[Haskell-cafe] Maintaining the community
Derek Elkins
derek.a.elkins at gmail.com
Fri Jul 13 18:35:52 EDT 2007
On Fri, 2007-07-13 at 14:33 +0100, Claus Reinke wrote:
> > As we sit here riding the Haskell wave:
> >
> > http://www.cse.unsw.edu.au/~dons/tmp/cafe.png
> >
> > with nearly 2000 (!) people reading haskell-cafe@, perhaps its time to
> > think some more about how to build and maintain this lovely Haskell
> > community we have.
> - haskell-cafe is meant to be the general forum, that shouldn't change.

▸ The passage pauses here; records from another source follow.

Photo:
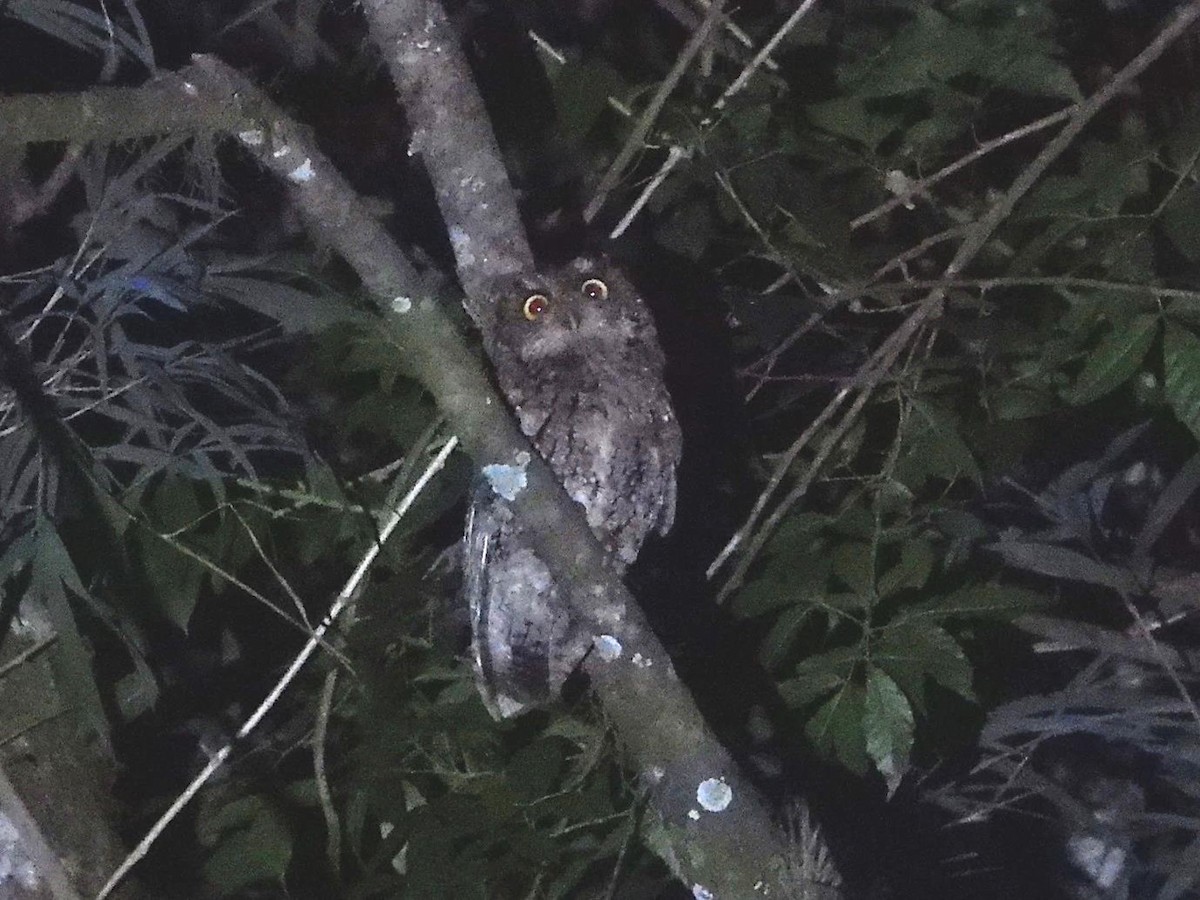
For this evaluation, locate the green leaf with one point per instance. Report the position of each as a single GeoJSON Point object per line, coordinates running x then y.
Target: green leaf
{"type": "Point", "coordinates": [910, 652]}
{"type": "Point", "coordinates": [1115, 359]}
{"type": "Point", "coordinates": [534, 771]}
{"type": "Point", "coordinates": [53, 574]}
{"type": "Point", "coordinates": [1181, 223]}
{"type": "Point", "coordinates": [783, 636]}
{"type": "Point", "coordinates": [849, 118]}
{"type": "Point", "coordinates": [912, 571]}
{"type": "Point", "coordinates": [887, 723]}
{"type": "Point", "coordinates": [837, 729]}
{"type": "Point", "coordinates": [933, 448]}
{"type": "Point", "coordinates": [581, 94]}
{"type": "Point", "coordinates": [983, 600]}
{"type": "Point", "coordinates": [820, 675]}
{"type": "Point", "coordinates": [1181, 382]}
{"type": "Point", "coordinates": [251, 843]}
{"type": "Point", "coordinates": [688, 231]}
{"type": "Point", "coordinates": [853, 563]}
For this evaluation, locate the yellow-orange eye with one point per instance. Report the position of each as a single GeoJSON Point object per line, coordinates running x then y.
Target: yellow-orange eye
{"type": "Point", "coordinates": [534, 306]}
{"type": "Point", "coordinates": [595, 289]}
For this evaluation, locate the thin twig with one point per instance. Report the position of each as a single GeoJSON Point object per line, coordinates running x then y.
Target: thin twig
{"type": "Point", "coordinates": [636, 139]}
{"type": "Point", "coordinates": [673, 156]}
{"type": "Point", "coordinates": [924, 184]}
{"type": "Point", "coordinates": [977, 235]}
{"type": "Point", "coordinates": [348, 592]}
{"type": "Point", "coordinates": [763, 54]}
{"type": "Point", "coordinates": [319, 735]}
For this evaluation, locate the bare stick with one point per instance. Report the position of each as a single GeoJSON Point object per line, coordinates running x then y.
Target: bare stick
{"type": "Point", "coordinates": [976, 237]}
{"type": "Point", "coordinates": [345, 597]}
{"type": "Point", "coordinates": [636, 138]}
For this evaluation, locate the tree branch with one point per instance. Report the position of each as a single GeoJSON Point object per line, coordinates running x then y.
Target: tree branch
{"type": "Point", "coordinates": [730, 849]}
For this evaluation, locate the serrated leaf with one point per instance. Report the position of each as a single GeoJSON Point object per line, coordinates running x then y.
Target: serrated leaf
{"type": "Point", "coordinates": [819, 675]}
{"type": "Point", "coordinates": [910, 652]}
{"type": "Point", "coordinates": [1181, 223]}
{"type": "Point", "coordinates": [887, 723]}
{"type": "Point", "coordinates": [1181, 371]}
{"type": "Point", "coordinates": [990, 599]}
{"type": "Point", "coordinates": [53, 573]}
{"type": "Point", "coordinates": [783, 635]}
{"type": "Point", "coordinates": [853, 563]}
{"type": "Point", "coordinates": [251, 844]}
{"type": "Point", "coordinates": [912, 571]}
{"type": "Point", "coordinates": [933, 448]}
{"type": "Point", "coordinates": [837, 729]}
{"type": "Point", "coordinates": [1114, 360]}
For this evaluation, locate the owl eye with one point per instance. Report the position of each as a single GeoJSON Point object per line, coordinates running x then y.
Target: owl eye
{"type": "Point", "coordinates": [534, 306]}
{"type": "Point", "coordinates": [595, 289]}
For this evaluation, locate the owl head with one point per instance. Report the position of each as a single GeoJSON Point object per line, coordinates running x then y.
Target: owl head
{"type": "Point", "coordinates": [576, 311]}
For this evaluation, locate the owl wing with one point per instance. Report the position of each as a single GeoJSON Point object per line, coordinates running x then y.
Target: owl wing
{"type": "Point", "coordinates": [519, 628]}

> but i think there is potential to spin off one or two more specialist
> lists (not too many, or they'll dry out, and not too specific, or they
> won't attract the haskell-cafe style of membership and content; we
> also do not want to start cross-postings to keep the synergies of
> a multitopic forum).
>
> the most obvious one being 'haskell-performance' for shootout
> entries, 'how do i improve this?', 'what is wrong here?', and 'why
> isn't haskell slow?' style of questions, profiling, space&time leaks,
> compiler benchmarks, optimizations, transformations,
> representations, libs, tools, papers, etc.
I really like this. ^
> another possible candidate, judging from mails and blog postings,
> might be 'haskell-math', for numeric and algebra libs, apps, tools,
> classes, theory, and math-related algorithms and data structures,
> and general discussions.
This I'm much much less certain or keen about. Most such questions
start as legitimate Haskell questions. Furthermore, I think the replies
are often helpful to people who probably wouldn't subscribe to a
'haskell-math' list. (Still it would be nice to have such a venue to
just talk about the relation between Haskell and math.) I don't think
almost anyone has a problem with such discussions and it seems that many
"non-theoretical" readers enjoy them.